"Terror" is the unlawful use of violence by a government, or a
private group or individual, in pursuit of a political goal. In
modern regimes, laws forbid groups or individuals within the state
from using violence against each other or the government. Governments
themselves, which insist on a monopoly of the legal use of violence,
in theory may only use violence against their citizens under circumstances
well defined by legal codes, such as the execution of individuals
judged guilty of capital offenses. The careful regulation of violence
between states and individuals, therefore, is at the heart of current
political systems. When a violent action initiated by a government,
a group, or an individual outside of accepted legal norms takes
place, an act of terrorism has occured. Terror represents a threat
to established political regimes; it also allows those regimes to
define the limits of acceptable violent activity.
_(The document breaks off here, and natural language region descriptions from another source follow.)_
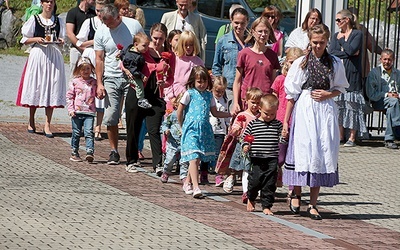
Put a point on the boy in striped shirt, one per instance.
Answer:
(261, 139)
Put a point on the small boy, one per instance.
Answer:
(172, 130)
(132, 65)
(260, 141)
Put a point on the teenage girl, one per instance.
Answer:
(193, 116)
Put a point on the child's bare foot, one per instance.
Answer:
(267, 211)
(251, 206)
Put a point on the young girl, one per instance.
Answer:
(197, 137)
(172, 40)
(238, 162)
(219, 127)
(171, 129)
(186, 50)
(82, 108)
(278, 89)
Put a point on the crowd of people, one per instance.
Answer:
(249, 118)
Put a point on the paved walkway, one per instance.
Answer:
(49, 202)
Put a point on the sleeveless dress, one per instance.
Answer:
(197, 134)
(43, 82)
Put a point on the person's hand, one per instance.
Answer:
(285, 130)
(320, 95)
(393, 95)
(101, 91)
(235, 109)
(128, 74)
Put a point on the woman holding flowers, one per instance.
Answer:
(312, 156)
(158, 70)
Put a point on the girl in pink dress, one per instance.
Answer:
(186, 51)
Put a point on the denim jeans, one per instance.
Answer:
(86, 122)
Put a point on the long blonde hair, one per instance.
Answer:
(292, 54)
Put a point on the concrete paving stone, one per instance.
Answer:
(66, 204)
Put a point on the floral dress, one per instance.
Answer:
(197, 134)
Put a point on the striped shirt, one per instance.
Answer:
(266, 137)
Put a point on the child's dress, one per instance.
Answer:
(197, 134)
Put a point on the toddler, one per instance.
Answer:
(219, 127)
(238, 162)
(197, 136)
(172, 130)
(260, 142)
(132, 65)
(81, 107)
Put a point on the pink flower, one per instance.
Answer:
(120, 46)
(241, 118)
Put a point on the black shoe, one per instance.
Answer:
(114, 158)
(313, 216)
(295, 210)
(391, 145)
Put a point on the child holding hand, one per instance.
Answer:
(260, 142)
(193, 115)
(172, 130)
(238, 162)
(132, 65)
(81, 107)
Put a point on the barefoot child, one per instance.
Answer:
(219, 127)
(81, 107)
(238, 162)
(172, 130)
(261, 143)
(197, 141)
(132, 65)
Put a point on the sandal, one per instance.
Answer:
(97, 136)
(313, 216)
(295, 210)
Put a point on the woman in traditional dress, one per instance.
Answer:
(43, 80)
(312, 156)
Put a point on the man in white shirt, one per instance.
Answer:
(382, 88)
(182, 19)
(111, 84)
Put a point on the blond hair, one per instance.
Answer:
(269, 101)
(219, 81)
(187, 37)
(291, 54)
(253, 94)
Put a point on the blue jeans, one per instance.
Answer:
(86, 122)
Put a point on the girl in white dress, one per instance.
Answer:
(43, 81)
(312, 156)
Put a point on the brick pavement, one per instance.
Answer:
(49, 202)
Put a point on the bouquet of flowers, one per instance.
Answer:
(162, 71)
(119, 47)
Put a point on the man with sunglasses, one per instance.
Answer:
(383, 83)
(183, 19)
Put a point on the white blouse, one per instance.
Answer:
(28, 29)
(296, 77)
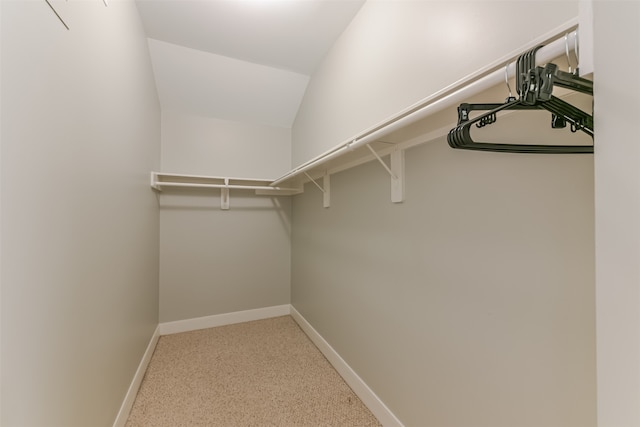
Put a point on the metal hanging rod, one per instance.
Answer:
(448, 97)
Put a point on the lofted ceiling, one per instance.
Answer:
(240, 60)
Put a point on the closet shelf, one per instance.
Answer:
(354, 151)
(388, 138)
(161, 181)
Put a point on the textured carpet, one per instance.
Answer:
(262, 373)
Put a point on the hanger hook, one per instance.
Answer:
(506, 80)
(577, 52)
(566, 50)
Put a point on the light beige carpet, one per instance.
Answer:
(262, 373)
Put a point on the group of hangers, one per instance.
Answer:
(534, 86)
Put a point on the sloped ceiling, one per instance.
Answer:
(241, 60)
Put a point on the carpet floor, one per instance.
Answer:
(261, 373)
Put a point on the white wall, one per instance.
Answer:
(80, 133)
(396, 53)
(617, 189)
(471, 303)
(215, 261)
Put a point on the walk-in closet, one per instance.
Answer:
(435, 201)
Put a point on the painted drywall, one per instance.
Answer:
(80, 133)
(202, 145)
(617, 196)
(214, 261)
(473, 302)
(396, 53)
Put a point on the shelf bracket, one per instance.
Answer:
(325, 188)
(224, 196)
(384, 165)
(397, 176)
(396, 171)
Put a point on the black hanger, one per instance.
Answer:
(534, 86)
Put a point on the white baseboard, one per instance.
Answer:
(178, 326)
(368, 397)
(130, 397)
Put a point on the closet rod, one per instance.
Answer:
(231, 186)
(435, 103)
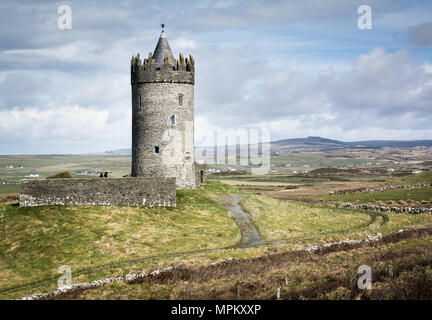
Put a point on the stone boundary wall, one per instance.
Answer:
(386, 188)
(148, 192)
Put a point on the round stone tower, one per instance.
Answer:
(163, 116)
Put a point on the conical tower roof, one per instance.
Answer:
(162, 49)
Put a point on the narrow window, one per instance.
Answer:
(180, 100)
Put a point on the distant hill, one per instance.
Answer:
(319, 143)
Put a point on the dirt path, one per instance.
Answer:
(250, 235)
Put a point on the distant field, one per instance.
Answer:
(47, 165)
(9, 189)
(418, 195)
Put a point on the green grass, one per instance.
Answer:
(423, 177)
(386, 196)
(9, 189)
(272, 178)
(47, 165)
(298, 222)
(101, 241)
(36, 241)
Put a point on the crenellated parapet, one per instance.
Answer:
(177, 71)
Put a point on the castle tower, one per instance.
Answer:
(163, 116)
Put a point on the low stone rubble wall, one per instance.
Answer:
(411, 210)
(149, 192)
(385, 188)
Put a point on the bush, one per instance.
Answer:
(61, 175)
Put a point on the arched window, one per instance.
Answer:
(180, 100)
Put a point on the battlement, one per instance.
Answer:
(177, 71)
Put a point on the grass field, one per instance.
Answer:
(35, 241)
(47, 165)
(389, 196)
(332, 276)
(97, 242)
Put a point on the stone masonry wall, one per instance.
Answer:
(149, 192)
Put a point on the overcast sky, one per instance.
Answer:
(300, 68)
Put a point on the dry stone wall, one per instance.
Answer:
(149, 192)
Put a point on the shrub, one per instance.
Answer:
(61, 175)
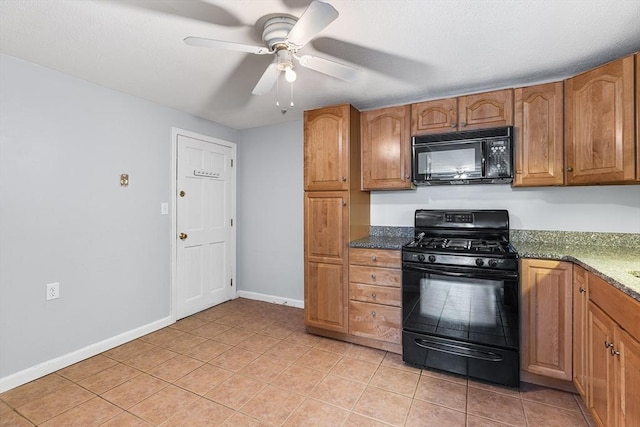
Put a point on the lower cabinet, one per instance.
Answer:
(375, 295)
(546, 318)
(580, 332)
(613, 356)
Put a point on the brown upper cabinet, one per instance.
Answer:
(386, 148)
(600, 125)
(481, 110)
(327, 132)
(539, 154)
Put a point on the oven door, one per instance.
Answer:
(447, 161)
(462, 320)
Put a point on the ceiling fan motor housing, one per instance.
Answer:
(276, 31)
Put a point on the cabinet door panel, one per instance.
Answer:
(601, 366)
(547, 318)
(486, 110)
(326, 142)
(580, 350)
(439, 116)
(628, 379)
(539, 135)
(599, 129)
(326, 226)
(386, 148)
(326, 296)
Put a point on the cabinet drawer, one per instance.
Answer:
(375, 294)
(375, 321)
(375, 276)
(375, 257)
(622, 308)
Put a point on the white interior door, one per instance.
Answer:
(205, 240)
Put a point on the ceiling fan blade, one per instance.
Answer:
(267, 80)
(332, 68)
(221, 44)
(313, 20)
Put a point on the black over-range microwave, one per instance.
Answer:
(482, 156)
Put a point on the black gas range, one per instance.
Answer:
(460, 295)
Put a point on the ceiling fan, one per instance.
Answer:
(283, 35)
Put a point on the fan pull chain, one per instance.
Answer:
(291, 104)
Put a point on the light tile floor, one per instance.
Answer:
(249, 363)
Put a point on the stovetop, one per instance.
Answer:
(462, 238)
(461, 244)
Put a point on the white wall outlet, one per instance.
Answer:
(53, 291)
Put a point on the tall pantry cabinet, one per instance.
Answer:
(336, 211)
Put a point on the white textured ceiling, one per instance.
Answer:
(408, 51)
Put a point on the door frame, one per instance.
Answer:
(174, 214)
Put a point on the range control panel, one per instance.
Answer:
(461, 218)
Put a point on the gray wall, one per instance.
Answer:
(270, 212)
(64, 217)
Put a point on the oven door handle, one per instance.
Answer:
(484, 274)
(459, 350)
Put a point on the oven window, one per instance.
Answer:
(449, 161)
(476, 310)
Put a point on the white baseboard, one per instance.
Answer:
(45, 368)
(270, 298)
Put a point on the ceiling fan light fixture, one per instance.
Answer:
(290, 75)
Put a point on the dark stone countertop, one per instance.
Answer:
(604, 254)
(380, 242)
(612, 264)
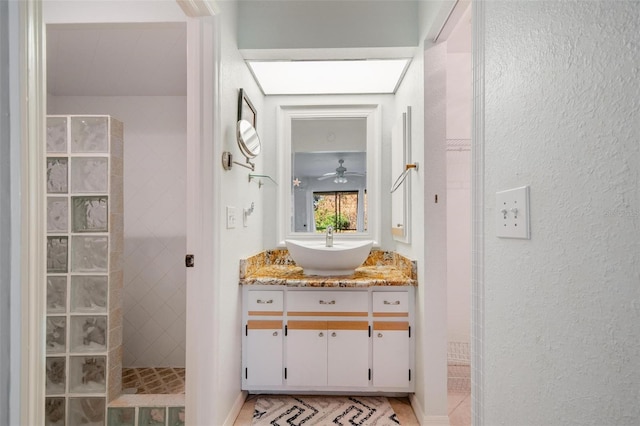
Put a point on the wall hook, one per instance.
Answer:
(403, 176)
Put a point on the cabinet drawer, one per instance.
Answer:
(264, 302)
(390, 303)
(319, 303)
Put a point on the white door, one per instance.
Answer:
(307, 357)
(390, 358)
(348, 357)
(264, 357)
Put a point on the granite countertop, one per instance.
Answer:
(275, 267)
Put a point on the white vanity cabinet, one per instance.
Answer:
(327, 353)
(391, 339)
(263, 338)
(327, 339)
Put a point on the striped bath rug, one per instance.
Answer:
(285, 410)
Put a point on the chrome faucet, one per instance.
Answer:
(329, 236)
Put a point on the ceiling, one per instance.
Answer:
(147, 59)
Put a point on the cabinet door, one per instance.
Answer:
(391, 354)
(307, 353)
(264, 353)
(348, 357)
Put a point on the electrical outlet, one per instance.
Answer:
(512, 213)
(231, 217)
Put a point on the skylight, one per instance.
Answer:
(329, 77)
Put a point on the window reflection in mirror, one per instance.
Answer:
(329, 167)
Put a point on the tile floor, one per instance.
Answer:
(459, 402)
(153, 380)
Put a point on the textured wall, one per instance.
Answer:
(562, 310)
(458, 196)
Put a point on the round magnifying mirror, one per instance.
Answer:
(248, 139)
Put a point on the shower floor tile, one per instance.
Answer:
(153, 380)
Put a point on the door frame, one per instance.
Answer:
(203, 63)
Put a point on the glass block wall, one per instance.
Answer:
(84, 268)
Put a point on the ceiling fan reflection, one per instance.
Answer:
(340, 174)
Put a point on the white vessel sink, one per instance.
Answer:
(316, 259)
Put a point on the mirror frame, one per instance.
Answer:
(372, 114)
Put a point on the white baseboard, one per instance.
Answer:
(423, 419)
(235, 409)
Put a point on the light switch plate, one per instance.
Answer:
(231, 217)
(512, 213)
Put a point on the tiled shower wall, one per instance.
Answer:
(154, 302)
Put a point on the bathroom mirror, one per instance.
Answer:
(248, 140)
(330, 161)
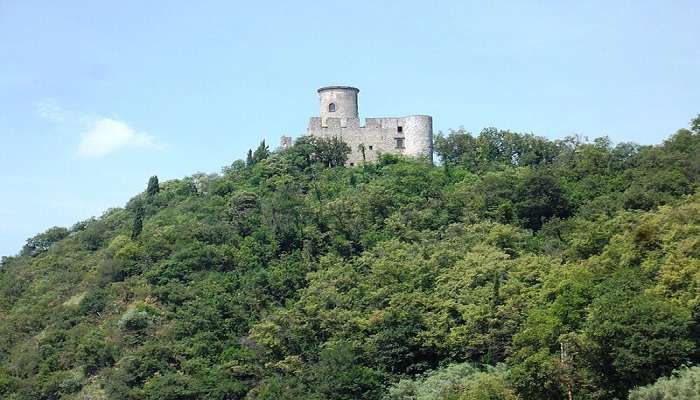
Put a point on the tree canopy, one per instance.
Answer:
(520, 268)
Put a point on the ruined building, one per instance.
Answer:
(411, 135)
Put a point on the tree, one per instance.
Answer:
(137, 226)
(684, 384)
(332, 152)
(43, 241)
(153, 186)
(261, 153)
(249, 158)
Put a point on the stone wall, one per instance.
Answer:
(411, 136)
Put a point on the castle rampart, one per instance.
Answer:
(411, 135)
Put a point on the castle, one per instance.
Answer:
(411, 135)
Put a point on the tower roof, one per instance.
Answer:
(338, 87)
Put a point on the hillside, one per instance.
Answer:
(520, 268)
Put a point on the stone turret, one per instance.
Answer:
(410, 136)
(338, 102)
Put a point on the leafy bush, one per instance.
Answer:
(684, 384)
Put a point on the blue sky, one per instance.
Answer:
(97, 96)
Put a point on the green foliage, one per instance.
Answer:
(137, 226)
(523, 268)
(43, 241)
(684, 384)
(153, 186)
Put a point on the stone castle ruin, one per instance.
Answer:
(410, 136)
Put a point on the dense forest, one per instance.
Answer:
(517, 268)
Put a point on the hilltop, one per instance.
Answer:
(519, 268)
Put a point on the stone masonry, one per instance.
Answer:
(410, 136)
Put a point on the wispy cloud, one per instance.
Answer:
(101, 135)
(51, 110)
(109, 135)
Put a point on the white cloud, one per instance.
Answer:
(102, 135)
(108, 135)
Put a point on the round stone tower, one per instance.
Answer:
(338, 102)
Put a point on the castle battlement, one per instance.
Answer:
(411, 135)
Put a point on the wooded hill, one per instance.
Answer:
(519, 268)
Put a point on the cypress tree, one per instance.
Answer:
(137, 227)
(153, 186)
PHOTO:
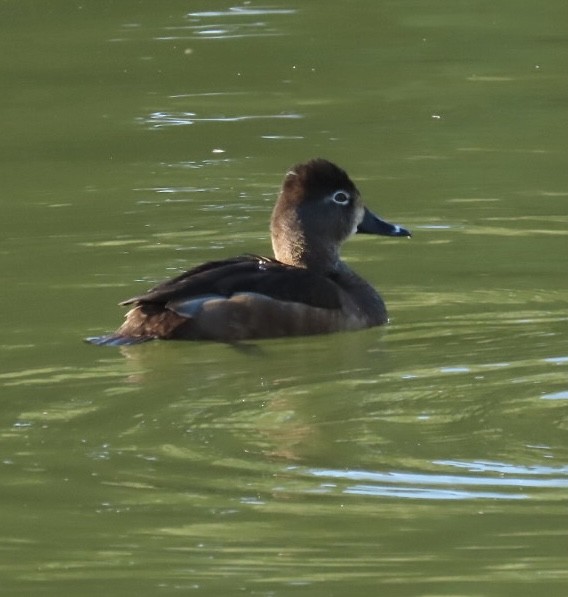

Incidents like the attacks on the World Trade Center Towers and
the Pentagon, the bombing of the Federal Building in Oklahoma City,
or the activities of Theodore Koszinski, the so-called "Unabomber",
leave the impression that small groups of extremists or crazed individuals
are the only originators of acts of terrorism. World history over
the last two centuries, however, contains many examples of state-sponsored
acts of terrorism against private citizens. In 1793-94 for example,
during the French Revolution, deputies elected to the nation's representative
body decreed "terror" to be "the order of the day". By this statement
they meant that they were justified in suspending laws created only
a few years before that governed the state's use of violence. Rules
defining capital offenses, arrest procedures, and legal processes
were rewritten to increase the state's power to execute those it
perceived as its enemies. Revolutionaries thought the threats posed
to the new regime by internal and external foes justified these
measures, but the wave of blood-letting that ensued ultimately delegitimated
the government they created, paving the way for Napoleonic dictatorship
and compromising the French republican tradition for much of the
nineteenth century. From the genocide committed by the Turkish government
against the Armenians in 1914 to the Argentinian desaparecidos of
the 1970s, the 20th century was replete with acts of state-sponsored
terrorism. Often it has been these state-run operations that have
inspired spectacular individual acts of terrorism in retaliation.
Questions to Consider
- What is the difference between "war" and "terrorism"?
- Name an act of state-sponsored terrorism within your lifetime.
Why does it qualify as an act of terror?
- Name an act of terror committed by a private group or individual
within your lifetime. Why does it qualify as an act of terror?